Shopping online: 7 tips and points to consider
January 18, 2021
5 minutes to read
1. Know who you are buying from
If you make your online purchases from providers in the European Union, you will benefit from a standard 2-year warranty and you will be entitled to return the product within 14 days. While those cool sneakers may be half the price on a Chinese or American web store, you may not receive the same level of customer protection if something goes wrong.
The EU also has legal product safety regulations. Toys and electrical appliances must have a CE mark. Although this mark does not provide a watertight safety guarantee, it is better than nothing. These safety rules do not apply to manufacturers outside the EU.
To find out if a web shop is located in the EU, check the company address, company number and contact details on the website.
2. Bear in mind customs charges and duties when buying goods from outside the EU
Prices in web stores outside the EU may occasionally seem very attractive, but these purchases may end up costing you a lot more. The following costs will be added:
- Up to 22 euros: no extra costs
- 22 - 150 euros: 21% VAT + customs clearance charges
- More than 150 euros: 21% VAT + customs clearance charges + import duties
Bear in mind that you will probably pay the VAT twice if the price of your purchase exceeds 22 euros. The VAT in the country of origin will normally already be included in the purchase price, and you will also be charged VAT on the product in Belgium.
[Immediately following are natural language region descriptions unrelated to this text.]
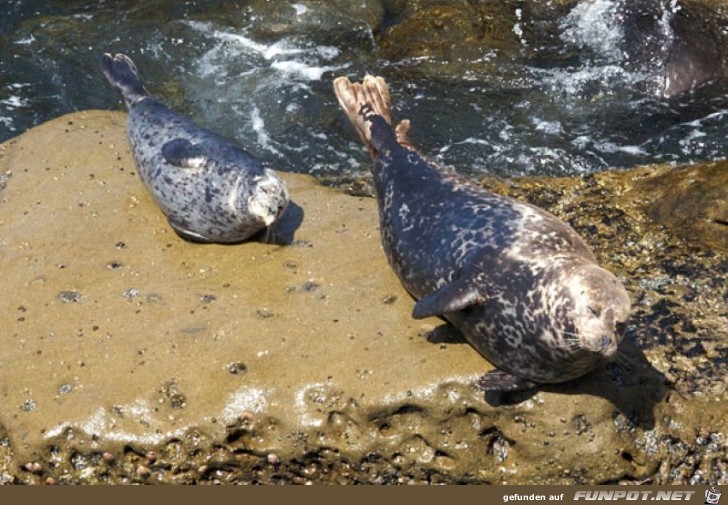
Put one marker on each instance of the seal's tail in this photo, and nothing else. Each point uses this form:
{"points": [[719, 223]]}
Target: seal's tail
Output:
{"points": [[362, 103], [122, 74]]}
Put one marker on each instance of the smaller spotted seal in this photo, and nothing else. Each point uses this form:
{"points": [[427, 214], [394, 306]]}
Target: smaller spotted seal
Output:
{"points": [[521, 285], [209, 189]]}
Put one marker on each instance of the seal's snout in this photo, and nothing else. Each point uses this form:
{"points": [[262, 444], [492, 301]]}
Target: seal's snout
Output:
{"points": [[270, 198], [602, 307]]}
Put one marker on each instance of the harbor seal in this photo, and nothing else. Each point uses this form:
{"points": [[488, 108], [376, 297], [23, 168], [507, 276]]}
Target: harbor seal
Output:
{"points": [[520, 285], [209, 189]]}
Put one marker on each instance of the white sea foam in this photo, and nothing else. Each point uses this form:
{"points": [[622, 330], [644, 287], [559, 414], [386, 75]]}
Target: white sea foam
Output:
{"points": [[595, 24], [14, 102]]}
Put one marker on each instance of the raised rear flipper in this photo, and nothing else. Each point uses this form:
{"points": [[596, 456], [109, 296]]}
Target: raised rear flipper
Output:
{"points": [[122, 74], [457, 295]]}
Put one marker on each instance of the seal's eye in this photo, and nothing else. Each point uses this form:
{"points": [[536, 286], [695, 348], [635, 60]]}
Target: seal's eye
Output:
{"points": [[596, 312]]}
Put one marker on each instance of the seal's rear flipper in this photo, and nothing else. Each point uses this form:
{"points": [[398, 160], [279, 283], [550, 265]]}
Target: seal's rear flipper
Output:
{"points": [[122, 74], [503, 382], [452, 297], [368, 106]]}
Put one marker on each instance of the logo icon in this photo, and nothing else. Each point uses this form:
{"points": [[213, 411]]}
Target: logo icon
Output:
{"points": [[712, 496]]}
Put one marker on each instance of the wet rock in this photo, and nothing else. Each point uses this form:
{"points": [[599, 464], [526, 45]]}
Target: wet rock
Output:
{"points": [[451, 31], [342, 385]]}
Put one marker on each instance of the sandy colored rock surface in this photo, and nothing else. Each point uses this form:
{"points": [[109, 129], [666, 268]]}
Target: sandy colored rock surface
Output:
{"points": [[129, 355]]}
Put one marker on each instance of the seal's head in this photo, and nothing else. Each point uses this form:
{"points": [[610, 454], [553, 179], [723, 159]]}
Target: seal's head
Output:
{"points": [[601, 309], [269, 197]]}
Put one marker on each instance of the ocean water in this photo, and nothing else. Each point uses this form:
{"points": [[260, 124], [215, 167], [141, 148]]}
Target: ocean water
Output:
{"points": [[560, 100]]}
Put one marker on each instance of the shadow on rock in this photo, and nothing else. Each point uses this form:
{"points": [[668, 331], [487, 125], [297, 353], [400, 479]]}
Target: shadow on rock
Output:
{"points": [[284, 230], [630, 383]]}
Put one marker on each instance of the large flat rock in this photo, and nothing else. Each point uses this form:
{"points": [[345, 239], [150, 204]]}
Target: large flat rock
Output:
{"points": [[129, 354]]}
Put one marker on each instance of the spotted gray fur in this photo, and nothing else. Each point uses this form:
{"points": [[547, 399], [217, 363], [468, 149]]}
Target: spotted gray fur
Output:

Customs clearance charges are the costs incurred by the postal or courier company to clear your order with customs (i.e. sorting out the paperwork).
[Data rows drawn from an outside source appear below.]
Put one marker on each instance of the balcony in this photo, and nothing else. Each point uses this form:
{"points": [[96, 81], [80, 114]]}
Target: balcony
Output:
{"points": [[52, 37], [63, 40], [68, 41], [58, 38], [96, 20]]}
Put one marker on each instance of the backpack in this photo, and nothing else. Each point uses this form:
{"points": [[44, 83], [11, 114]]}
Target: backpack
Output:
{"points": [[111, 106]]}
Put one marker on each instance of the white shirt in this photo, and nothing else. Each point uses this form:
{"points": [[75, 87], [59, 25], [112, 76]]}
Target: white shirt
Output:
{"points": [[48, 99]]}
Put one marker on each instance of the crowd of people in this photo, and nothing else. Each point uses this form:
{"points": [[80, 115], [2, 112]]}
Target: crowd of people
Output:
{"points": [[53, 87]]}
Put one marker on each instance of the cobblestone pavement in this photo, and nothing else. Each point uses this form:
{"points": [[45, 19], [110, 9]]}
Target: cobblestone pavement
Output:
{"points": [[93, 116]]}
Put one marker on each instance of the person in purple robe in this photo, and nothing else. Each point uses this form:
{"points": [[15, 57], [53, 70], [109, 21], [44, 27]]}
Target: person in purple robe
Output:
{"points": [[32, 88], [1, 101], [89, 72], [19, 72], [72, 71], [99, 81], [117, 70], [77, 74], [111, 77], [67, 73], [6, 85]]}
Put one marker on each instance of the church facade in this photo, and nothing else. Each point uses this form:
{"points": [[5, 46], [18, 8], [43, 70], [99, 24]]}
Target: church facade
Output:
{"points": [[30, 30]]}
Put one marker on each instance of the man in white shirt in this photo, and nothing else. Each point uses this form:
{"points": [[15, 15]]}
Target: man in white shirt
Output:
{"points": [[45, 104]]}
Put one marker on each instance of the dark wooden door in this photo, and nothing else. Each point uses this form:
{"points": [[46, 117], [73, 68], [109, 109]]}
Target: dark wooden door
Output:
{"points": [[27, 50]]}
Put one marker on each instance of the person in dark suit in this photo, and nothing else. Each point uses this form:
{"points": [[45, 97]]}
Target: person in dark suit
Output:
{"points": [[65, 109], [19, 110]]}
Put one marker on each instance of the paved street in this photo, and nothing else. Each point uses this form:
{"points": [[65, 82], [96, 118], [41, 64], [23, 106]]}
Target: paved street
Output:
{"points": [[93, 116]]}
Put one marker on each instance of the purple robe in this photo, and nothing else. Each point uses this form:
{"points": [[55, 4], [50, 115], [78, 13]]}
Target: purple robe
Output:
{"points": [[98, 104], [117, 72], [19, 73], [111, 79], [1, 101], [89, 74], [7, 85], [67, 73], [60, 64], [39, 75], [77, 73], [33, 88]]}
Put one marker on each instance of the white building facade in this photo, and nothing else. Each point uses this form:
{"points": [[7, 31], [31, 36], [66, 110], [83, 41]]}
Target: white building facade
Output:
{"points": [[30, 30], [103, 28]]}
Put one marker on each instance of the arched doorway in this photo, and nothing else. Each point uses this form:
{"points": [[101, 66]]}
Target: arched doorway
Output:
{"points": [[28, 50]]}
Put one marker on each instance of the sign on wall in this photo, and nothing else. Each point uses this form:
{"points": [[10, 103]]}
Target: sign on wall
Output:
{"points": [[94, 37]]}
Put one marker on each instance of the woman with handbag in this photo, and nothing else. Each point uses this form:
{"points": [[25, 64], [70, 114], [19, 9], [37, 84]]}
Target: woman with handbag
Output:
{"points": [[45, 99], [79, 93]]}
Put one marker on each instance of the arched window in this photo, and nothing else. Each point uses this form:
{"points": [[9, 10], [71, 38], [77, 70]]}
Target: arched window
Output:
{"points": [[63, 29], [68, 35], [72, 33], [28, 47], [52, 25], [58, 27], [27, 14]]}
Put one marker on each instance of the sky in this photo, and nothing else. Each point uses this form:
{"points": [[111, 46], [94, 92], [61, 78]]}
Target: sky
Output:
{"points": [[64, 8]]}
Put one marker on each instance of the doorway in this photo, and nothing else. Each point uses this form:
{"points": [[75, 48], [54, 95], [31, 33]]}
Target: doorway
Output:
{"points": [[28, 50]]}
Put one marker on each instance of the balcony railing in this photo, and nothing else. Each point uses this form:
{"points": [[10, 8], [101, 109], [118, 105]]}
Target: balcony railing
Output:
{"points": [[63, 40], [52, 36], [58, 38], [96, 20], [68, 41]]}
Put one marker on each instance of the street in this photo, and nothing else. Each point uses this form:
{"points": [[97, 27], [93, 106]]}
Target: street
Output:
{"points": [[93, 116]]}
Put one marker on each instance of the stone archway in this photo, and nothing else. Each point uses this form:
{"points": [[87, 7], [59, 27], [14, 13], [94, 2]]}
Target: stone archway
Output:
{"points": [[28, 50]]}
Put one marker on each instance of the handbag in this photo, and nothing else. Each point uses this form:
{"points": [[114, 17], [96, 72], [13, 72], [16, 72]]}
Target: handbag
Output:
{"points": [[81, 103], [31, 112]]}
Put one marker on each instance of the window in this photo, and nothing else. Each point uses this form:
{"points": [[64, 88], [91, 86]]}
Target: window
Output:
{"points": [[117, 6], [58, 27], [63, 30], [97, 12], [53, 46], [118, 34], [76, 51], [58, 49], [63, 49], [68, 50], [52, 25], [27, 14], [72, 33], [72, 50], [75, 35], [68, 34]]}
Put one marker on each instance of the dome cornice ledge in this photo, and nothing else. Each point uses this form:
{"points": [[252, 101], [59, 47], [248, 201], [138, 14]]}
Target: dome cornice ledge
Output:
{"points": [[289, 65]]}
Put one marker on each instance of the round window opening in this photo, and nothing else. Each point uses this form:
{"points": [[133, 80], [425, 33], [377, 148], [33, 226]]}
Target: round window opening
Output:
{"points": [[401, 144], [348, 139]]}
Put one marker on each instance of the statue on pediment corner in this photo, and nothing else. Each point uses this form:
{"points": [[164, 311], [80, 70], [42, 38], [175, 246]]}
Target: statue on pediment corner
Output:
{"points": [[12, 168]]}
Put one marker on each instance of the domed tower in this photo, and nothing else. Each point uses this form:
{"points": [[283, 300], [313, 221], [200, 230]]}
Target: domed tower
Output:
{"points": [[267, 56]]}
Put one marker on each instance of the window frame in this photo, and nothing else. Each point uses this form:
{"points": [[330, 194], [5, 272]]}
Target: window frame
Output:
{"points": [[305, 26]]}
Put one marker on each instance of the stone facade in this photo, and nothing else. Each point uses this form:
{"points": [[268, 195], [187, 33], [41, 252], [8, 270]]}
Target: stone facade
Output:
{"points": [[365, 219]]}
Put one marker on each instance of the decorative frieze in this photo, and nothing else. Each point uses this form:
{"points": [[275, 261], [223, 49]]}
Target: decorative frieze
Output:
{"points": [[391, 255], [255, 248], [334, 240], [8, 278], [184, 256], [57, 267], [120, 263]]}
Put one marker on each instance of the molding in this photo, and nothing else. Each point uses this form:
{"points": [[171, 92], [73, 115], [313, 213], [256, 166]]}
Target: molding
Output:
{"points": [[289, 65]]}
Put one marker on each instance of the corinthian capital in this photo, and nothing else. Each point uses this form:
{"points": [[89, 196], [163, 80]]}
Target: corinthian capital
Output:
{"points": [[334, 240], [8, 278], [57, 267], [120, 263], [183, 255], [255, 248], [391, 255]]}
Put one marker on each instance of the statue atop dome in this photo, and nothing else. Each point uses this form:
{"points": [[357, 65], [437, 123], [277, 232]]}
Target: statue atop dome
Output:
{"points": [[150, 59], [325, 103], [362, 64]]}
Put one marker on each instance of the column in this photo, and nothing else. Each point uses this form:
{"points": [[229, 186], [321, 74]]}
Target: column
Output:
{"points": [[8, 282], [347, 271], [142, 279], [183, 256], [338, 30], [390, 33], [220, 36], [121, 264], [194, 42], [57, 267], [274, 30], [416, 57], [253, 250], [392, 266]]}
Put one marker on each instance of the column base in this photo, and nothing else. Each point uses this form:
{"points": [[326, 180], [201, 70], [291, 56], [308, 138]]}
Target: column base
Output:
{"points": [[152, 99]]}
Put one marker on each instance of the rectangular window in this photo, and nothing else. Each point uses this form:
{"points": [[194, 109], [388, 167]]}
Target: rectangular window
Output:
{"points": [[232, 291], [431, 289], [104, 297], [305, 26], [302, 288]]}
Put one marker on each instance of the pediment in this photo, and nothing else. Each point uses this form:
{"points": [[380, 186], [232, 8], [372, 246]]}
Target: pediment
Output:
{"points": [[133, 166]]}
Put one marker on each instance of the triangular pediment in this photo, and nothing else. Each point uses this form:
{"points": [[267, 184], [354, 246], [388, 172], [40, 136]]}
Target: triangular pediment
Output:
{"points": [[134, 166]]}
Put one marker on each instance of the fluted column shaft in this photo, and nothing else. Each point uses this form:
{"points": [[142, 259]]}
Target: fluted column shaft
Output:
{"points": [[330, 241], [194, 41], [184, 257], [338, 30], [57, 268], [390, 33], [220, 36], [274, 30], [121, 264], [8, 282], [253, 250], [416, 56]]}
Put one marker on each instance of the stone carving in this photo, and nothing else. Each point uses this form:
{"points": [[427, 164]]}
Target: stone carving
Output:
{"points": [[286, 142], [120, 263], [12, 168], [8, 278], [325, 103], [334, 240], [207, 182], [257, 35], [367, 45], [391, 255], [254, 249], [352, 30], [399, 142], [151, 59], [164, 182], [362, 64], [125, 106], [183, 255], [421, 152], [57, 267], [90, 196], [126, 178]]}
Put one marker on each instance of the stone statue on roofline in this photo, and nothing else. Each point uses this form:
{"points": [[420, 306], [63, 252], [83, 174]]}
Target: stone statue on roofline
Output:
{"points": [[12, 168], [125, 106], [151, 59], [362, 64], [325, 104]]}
Import duties are taxes you have to pay when importing goods. These depend on the type of product. For example, the import duties of up to 4.7% of the purchase price are charged for toys, up to 4.5% for car parts and up to 6.5% for personal care products. Some products – such as for perfumes, smartphones and laptops – are not subject to any import duties.
If you want to be certain how much your order will cost in total, use one of the various import duty and tax calculators online.
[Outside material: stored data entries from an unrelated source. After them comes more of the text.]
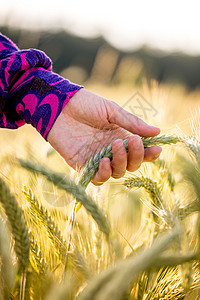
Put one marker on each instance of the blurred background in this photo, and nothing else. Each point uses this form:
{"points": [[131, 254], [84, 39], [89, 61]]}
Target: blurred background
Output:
{"points": [[119, 49]]}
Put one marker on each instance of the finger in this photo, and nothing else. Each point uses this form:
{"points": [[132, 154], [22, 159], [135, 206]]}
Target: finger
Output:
{"points": [[104, 172], [128, 121], [119, 161], [152, 153], [135, 153]]}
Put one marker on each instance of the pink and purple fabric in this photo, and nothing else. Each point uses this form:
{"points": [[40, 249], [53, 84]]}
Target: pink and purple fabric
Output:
{"points": [[29, 91]]}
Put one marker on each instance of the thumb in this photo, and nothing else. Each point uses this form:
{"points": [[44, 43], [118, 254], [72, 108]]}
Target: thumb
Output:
{"points": [[119, 116]]}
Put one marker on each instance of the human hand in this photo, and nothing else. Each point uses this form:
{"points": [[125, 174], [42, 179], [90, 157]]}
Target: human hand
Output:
{"points": [[89, 122]]}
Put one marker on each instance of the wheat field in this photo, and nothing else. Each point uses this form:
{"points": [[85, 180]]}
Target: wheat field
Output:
{"points": [[137, 237]]}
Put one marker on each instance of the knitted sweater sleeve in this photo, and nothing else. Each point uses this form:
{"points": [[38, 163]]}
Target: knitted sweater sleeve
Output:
{"points": [[29, 91]]}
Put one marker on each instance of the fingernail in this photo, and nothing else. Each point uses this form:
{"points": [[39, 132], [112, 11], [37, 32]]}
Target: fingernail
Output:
{"points": [[137, 143]]}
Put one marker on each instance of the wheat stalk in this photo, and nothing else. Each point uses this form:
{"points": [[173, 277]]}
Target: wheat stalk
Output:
{"points": [[37, 257], [18, 225], [76, 190], [91, 167], [7, 269], [114, 282], [45, 218]]}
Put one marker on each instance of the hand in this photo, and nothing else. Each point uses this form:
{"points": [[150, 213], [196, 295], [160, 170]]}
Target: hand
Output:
{"points": [[89, 122]]}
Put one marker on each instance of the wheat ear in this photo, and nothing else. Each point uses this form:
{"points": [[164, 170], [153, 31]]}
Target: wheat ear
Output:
{"points": [[91, 167], [76, 190], [7, 269], [114, 282], [18, 225], [47, 221], [37, 257]]}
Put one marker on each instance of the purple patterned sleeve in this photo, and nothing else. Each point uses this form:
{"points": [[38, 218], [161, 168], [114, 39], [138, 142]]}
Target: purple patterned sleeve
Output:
{"points": [[29, 91]]}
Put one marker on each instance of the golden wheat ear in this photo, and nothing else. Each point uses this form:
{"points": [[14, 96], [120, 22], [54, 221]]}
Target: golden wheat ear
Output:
{"points": [[76, 190], [17, 225]]}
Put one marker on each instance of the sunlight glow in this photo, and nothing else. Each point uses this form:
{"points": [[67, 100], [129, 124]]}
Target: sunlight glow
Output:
{"points": [[167, 25]]}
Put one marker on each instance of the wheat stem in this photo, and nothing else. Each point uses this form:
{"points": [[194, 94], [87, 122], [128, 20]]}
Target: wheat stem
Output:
{"points": [[91, 167], [18, 225], [45, 218], [76, 190]]}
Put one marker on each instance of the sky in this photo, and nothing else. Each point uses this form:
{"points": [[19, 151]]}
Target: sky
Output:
{"points": [[170, 25]]}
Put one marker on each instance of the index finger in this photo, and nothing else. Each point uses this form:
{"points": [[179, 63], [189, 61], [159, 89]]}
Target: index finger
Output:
{"points": [[119, 116]]}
3.Buy from trusted sites only
If you are not buying from one of your trusted web shops, perform these checks first:
- The web address starts with https:// rather than http://. This s stands for secure. However, this does not offer a 100% guarantee that the online store is reliable.
- The website has a label from an accredited organisation such as BeCommerce. Please note that this is also not a guarantee. Anyone can start their own quality label or copy and paste the existing logos.
- Take a look at the customer reviews on sites such as Trustpilot or Google Reviews.
- Check whether you can submit a complaint and whether the web store is affiliated with an arbitration committee.
- Sometimes elements from an existing web store are copied to build a fake web store. If you are making a substantial purchase, you can call the web store to ask a question. This way, you can be sure that the web shop is not fictitious (even if this is still not an absolute guarantee).
4. You can't buy everything online
There is a whole list of things you are not allowed to buy online (even if they are offered online). You already knew about explosives, animals protected by law and drugs, but many medicines, plants and art objects are also banned from being sold online. You may also get into trouble if you buy counterfeit goods online (even if you didn't do so knowingly). If you aren't sure, take a look at this overview provided by the Belgian Federal Public Service for Finance.
5. Some purchases are better made offline
Nowadays, you can buy a new car, a designer bag or a watch worth 20,000 euros online. However, it is better to test, view and/or buy some items in a physical store. A few examples include child seats, mattresses, musical instruments, bicycles, wedding dresses and pets.
6. Smart online shopping starts with your own computer or smartphone
- Many web stores ask you to create an account and choose a password. Choose and use two-factor authentication where possible.
- Update the operating system and applications on your smartphone and computer regularly.
- Do not shop online if your Wi-Fi connection is not secure.
- Use anti-virus software.
7. Check your delivery straight away
The seller is responsible for ensuring your parcel is delivered without any damage. In principle, this liability ceases once you have received the parcel. It is therefore a good idea to check the parcel immediately, especially if it has expensive or fragile items inside. Do this even if you need to ask the courier to wait a minute. Any damage you find later will be more difficult to prove. Some web stores are more accommodating than others.
If you ordered a monitor and you received a frying pan, the online store is responsible for all the return expenses. This is also the case if you received a monitor that does not fully match the online description. And even if the order is correct, you can still change your mind. If your purchase was made with an EU supplier, you always have the right to return items within 14 days. You do not need to provide a reason for returning it. In that case, the web store may charge a return fee. Please note that the return rules may differ if you are making purchases on behalf of an organisation and not as a private individual.
What if the web store (based in the EU) says the parcel was sent, but you have not received it? In that case, the web shop will have to prove the parcel has been delivered. If this proof is not available, you can request a refund or a new shipment.